After the Civil War, the Franco regime ordered the creation of another Management Committee to take charge of the running of FC Barcelona.
Doctor Joan Soler agreed to head this committee and, on 6 May 1939, he became the first president of the Club in the new era which began after the war.
The directors who helped Soler in the difficult task of relaunching the Club were men who had already worked for Barça; men like Jaume Guardiola, who took on the role of chairperson and Joan Bargunyó, who acted as treasurer. However, on the new Management Committee, there were also three directors, who were falangist adherents, chosen by the regime, whose job it was to exercise strict control over all activities of FC Barcelona.

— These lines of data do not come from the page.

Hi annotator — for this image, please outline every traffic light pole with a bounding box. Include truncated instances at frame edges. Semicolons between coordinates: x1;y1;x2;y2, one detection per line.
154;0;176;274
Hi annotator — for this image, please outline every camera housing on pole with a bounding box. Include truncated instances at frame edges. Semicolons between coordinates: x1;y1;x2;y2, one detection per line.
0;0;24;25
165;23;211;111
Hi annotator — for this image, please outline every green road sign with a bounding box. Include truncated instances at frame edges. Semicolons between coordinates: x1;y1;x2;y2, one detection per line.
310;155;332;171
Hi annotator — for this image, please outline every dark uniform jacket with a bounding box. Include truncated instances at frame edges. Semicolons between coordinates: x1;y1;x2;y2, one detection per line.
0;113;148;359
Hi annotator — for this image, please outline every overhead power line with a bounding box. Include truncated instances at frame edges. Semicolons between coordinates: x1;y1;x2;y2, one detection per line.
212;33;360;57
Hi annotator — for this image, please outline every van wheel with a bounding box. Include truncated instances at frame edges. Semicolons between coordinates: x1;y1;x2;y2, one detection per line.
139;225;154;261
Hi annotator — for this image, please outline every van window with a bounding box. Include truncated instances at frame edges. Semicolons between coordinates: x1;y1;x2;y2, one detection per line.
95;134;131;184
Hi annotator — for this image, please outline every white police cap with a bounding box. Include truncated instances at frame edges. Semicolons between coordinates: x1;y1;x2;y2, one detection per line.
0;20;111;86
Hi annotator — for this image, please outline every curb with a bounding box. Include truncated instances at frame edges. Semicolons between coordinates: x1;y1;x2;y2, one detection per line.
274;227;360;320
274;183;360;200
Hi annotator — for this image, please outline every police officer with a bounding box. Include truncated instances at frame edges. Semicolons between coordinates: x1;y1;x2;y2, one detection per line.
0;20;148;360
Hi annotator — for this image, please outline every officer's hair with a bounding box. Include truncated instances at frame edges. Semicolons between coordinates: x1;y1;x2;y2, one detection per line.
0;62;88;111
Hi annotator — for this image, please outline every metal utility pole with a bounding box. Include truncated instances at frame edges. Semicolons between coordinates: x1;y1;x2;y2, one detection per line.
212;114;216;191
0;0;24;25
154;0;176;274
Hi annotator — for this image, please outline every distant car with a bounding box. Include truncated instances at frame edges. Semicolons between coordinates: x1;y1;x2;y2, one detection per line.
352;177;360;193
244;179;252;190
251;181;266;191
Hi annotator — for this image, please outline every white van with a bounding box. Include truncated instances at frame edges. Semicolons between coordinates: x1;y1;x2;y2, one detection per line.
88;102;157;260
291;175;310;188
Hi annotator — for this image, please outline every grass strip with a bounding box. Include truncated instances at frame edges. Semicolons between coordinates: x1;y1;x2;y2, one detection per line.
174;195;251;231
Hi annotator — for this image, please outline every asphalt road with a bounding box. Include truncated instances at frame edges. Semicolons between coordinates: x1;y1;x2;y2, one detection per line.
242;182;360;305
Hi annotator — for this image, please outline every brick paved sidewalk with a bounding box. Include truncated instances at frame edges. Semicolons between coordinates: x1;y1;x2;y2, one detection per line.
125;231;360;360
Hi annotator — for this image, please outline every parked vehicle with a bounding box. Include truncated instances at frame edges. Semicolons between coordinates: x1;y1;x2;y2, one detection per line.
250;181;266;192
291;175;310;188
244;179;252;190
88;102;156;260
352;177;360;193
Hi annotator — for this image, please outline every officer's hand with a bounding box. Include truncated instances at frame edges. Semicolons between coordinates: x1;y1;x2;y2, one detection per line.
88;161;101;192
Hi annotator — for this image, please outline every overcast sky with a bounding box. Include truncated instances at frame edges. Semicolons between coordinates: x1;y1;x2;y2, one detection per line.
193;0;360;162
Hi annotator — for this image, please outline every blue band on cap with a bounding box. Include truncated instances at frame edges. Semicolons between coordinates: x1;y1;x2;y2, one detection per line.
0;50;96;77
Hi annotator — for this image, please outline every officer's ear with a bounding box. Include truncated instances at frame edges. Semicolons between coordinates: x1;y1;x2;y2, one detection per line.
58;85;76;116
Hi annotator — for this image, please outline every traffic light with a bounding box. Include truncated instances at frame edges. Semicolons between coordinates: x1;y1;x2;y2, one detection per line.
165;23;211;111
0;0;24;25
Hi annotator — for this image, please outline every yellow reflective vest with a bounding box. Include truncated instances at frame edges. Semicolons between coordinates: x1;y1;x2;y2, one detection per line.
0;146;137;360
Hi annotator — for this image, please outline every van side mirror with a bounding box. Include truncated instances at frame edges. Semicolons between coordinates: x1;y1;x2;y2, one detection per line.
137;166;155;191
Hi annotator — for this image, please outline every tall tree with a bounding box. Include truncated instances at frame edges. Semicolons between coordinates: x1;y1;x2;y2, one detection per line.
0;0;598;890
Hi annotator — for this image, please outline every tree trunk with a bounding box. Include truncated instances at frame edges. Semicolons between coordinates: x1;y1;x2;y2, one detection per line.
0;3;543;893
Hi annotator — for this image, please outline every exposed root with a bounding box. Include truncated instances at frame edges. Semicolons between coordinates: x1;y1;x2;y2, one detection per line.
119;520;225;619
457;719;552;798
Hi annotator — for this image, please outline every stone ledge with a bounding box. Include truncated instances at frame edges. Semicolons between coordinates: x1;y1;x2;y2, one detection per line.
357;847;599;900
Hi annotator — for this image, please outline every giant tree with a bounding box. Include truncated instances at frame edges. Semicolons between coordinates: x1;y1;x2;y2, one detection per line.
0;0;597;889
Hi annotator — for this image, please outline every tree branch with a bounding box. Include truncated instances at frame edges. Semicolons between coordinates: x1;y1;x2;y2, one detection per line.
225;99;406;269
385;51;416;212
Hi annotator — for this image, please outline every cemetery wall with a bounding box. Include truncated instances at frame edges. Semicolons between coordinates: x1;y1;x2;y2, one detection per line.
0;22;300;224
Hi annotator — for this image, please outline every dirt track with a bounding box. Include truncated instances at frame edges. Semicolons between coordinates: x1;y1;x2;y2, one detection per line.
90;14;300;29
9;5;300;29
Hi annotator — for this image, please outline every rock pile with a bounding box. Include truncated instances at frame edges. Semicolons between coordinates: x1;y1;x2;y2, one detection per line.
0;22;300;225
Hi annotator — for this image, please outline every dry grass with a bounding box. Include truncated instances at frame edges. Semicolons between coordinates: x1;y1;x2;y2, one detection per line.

The degree of scrutiny to which the Club was subjected was so extreme that, between 18 May 1939 and 9 February 1940, the police even opened a file dedicated specifically to Barça.
Even in these difficult conditions Joan Soler tried to run the Club with certain objectives in mind; the recuperation of lost members -membership having dropped to 3,486, the reopening of the ground in Les Corts, the reorganisation of Club administration and the rebuilding of the squad. With regards to this last objective, the Barça President strengthened the youth programme and brought in the first manager after the war - Josep Planas -, a home-grown trainer with great knowledge of Catalan youth football.
After being in office for almost one year, the Spanish Olympic Committee and the National Sports Council decided unilaterally to relieve Joan Soler of his post at the head of Barcelona Football Club and, on 13 March 1940, put in one of their own men: Enrique Piñeyro, Marquis de la Mesa de Asta, a man who was totally committed to the regime and with no link to the Club.